Yesterday this e-mail came. It’s written by my brother. He is 22, a senior in college. It was written to my parents, my sister (29, 3 children, generally crazed these days), and myself.

 

Let this be a place where we make known our Christmas wish list…if anyone is still shopping:

If you need an idea for me, I would like the third Hunger Games book on tape.

Merry Christmas (21 days)

 

Okay, first of all, my mom usually finishes Christmas shopping in like September, so this is obviously directed toward Hannah and me. Second, he wants the third “Hunger Games book” (Mockingjay, to be specific. I would know since I have read them). He does not know that because he has not read the first two. He has seen the movies. Further proof of this is the fact that he wants the book ON TAPE. He doesn’t read. I laughed at this.

 

His email was followed by one from me saying that giftcards are nice, or a Venturi wine aerator, or new rainbow flip flops. Then this, from Hannah:

 

This is fun 🙂

Sobon zinfandel

Borsao grenacha

Bogle petit syrah

or a total wine giftcard

Or that stuff mom uses as a base coat to keep her nail polish on

 

I had to read it twice – the words? The confusion, the odd grammar, in the last sentence. The second time I read it slowly and busted out laughing. She was asking for WINE, or a giftcard to a WINE warehouse, or nail polish. I’m still laughing about it, re-capping it to blog. I just pictured us sitting around in PJs on Christmas morning and Hannah opens bags of wine. Her life is hard, I get it.

Then this, from mom:

 

Work out clothes(no laughing please), cute socks, PICTURES OF MY GRANDS

Sent from my iPhone

 

My mom does not work out. In the eighties she got on board and taught aerobics (she wore leotard suits, folks). When she wasn’t teaching anymore she wasn’t working out. When she got a new dog a few years ago she started to take him on walks. She has dabbled in things, but historically avoids all gyms, sports apparel, sweating and groups of women exercising. Maybe the aerobics scarred her? Anyway, she just joined a gym, and now she wants clothes for it. Cute socks, ha. And pictures of her four grandsons. If there is ONE thing that my mother has in plenty it is photographs of her grandchildren. Not to mention the fact that for the most part, they all look the same. Round-faced little boys. Sent from my iPhone. Lady’s got sass.

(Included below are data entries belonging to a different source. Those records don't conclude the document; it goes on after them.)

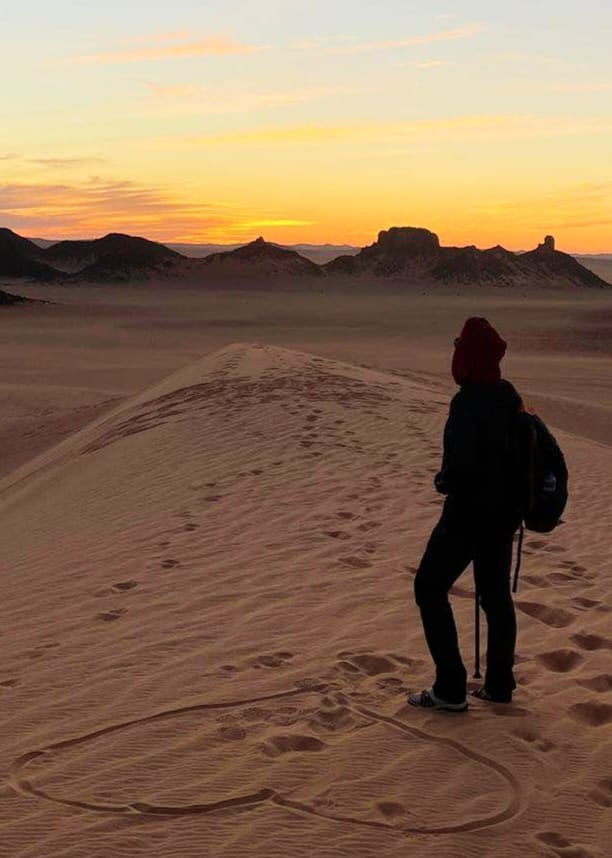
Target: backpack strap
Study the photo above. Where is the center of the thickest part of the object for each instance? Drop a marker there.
(518, 558)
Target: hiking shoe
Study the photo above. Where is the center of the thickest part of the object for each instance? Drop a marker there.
(428, 700)
(482, 694)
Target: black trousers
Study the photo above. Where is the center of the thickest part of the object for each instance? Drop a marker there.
(462, 536)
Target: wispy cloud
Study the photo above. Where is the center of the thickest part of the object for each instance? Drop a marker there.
(579, 87)
(473, 126)
(249, 225)
(160, 38)
(211, 46)
(53, 163)
(65, 210)
(409, 41)
(432, 64)
(179, 100)
(572, 207)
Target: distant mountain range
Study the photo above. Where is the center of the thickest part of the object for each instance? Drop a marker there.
(406, 254)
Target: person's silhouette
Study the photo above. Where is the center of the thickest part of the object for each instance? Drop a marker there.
(478, 522)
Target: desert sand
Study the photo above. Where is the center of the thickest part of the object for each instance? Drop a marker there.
(212, 508)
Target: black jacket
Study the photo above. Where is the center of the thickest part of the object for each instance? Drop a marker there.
(479, 463)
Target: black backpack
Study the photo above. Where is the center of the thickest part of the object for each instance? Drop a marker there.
(543, 476)
(539, 466)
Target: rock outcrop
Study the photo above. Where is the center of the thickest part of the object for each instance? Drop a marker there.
(261, 258)
(399, 251)
(113, 257)
(415, 255)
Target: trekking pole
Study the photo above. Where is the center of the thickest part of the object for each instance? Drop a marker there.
(477, 674)
(518, 559)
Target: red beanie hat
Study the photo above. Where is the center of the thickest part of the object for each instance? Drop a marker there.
(478, 352)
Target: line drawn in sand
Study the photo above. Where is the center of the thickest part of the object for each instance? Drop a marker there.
(22, 785)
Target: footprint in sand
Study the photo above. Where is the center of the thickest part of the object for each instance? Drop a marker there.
(286, 744)
(555, 617)
(591, 642)
(560, 661)
(370, 664)
(532, 738)
(110, 616)
(276, 659)
(123, 586)
(563, 847)
(356, 562)
(337, 534)
(602, 683)
(602, 794)
(232, 733)
(584, 604)
(592, 713)
(368, 525)
(392, 809)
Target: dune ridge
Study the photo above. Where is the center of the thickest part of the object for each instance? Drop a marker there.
(220, 573)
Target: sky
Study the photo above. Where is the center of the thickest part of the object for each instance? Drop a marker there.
(308, 120)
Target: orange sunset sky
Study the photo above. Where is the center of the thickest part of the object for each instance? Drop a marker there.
(308, 121)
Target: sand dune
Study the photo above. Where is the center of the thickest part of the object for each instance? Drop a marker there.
(208, 634)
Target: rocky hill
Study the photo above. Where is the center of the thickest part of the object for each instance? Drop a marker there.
(113, 257)
(8, 300)
(415, 254)
(404, 254)
(261, 258)
(20, 257)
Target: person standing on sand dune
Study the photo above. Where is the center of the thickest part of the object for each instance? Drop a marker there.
(479, 518)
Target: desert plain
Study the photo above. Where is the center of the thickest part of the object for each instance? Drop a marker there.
(212, 506)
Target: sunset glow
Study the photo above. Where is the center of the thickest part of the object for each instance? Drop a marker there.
(308, 121)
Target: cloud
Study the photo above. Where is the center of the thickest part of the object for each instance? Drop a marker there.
(432, 64)
(573, 207)
(160, 38)
(411, 41)
(579, 87)
(275, 222)
(179, 100)
(96, 207)
(53, 163)
(212, 46)
(470, 126)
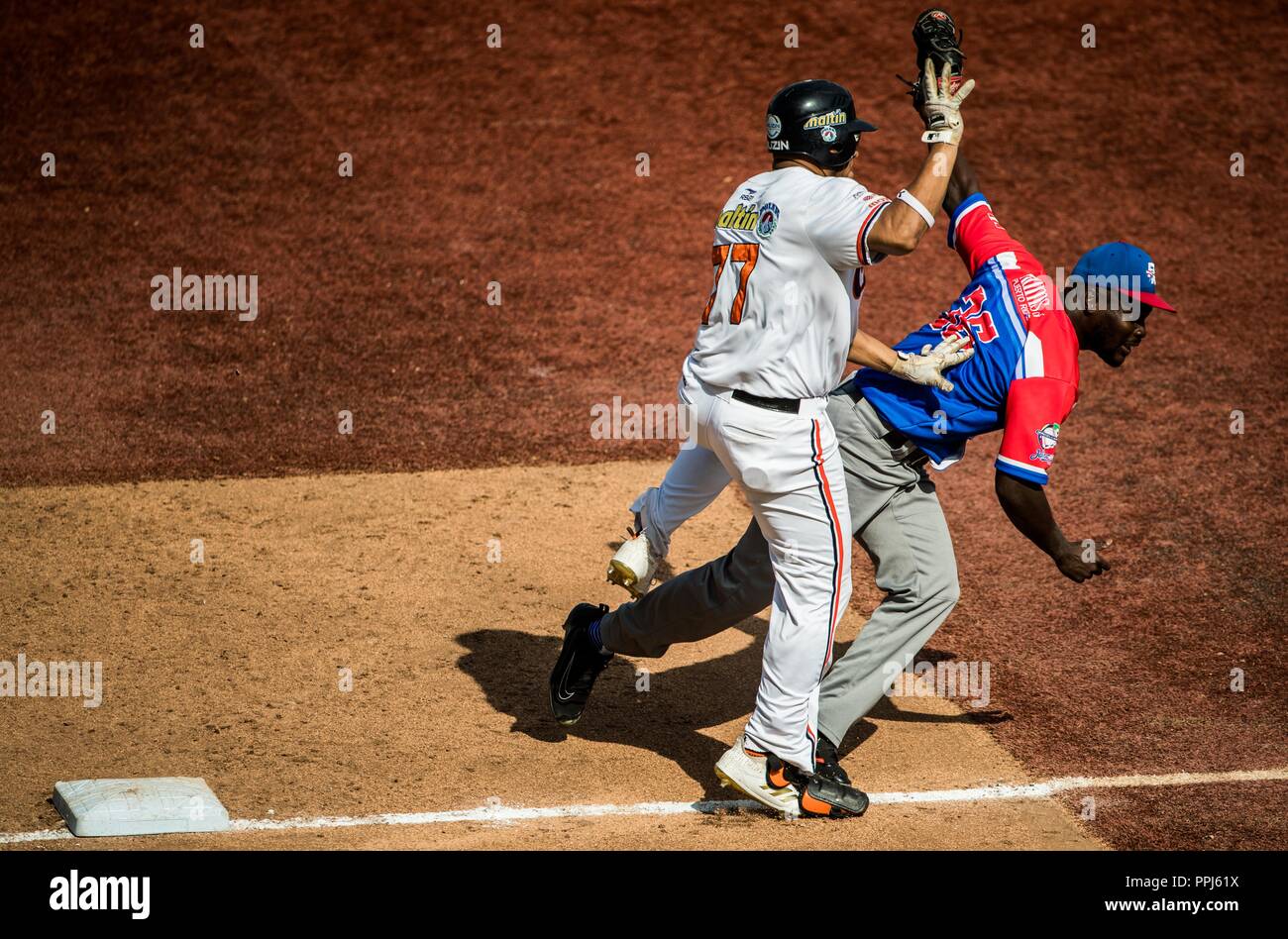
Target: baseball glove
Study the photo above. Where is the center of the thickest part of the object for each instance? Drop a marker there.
(938, 40)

My dad said, Socks and Underware, JK. He actually typed “JK.” And then when I said, in another email, “How would you feel about me blogging this email chain?” he said,

 

Well, in that case…

I just want want the opportunity to show my love by serving each of you in ways that edify you and glorify God…

 

 

So there you have it, my family’s collective Christmas list.  Feel free to use any ideas you see here, I’m sure your siblings and parents would love Young Adult Fiction in audio, booze, workout gear and socks too.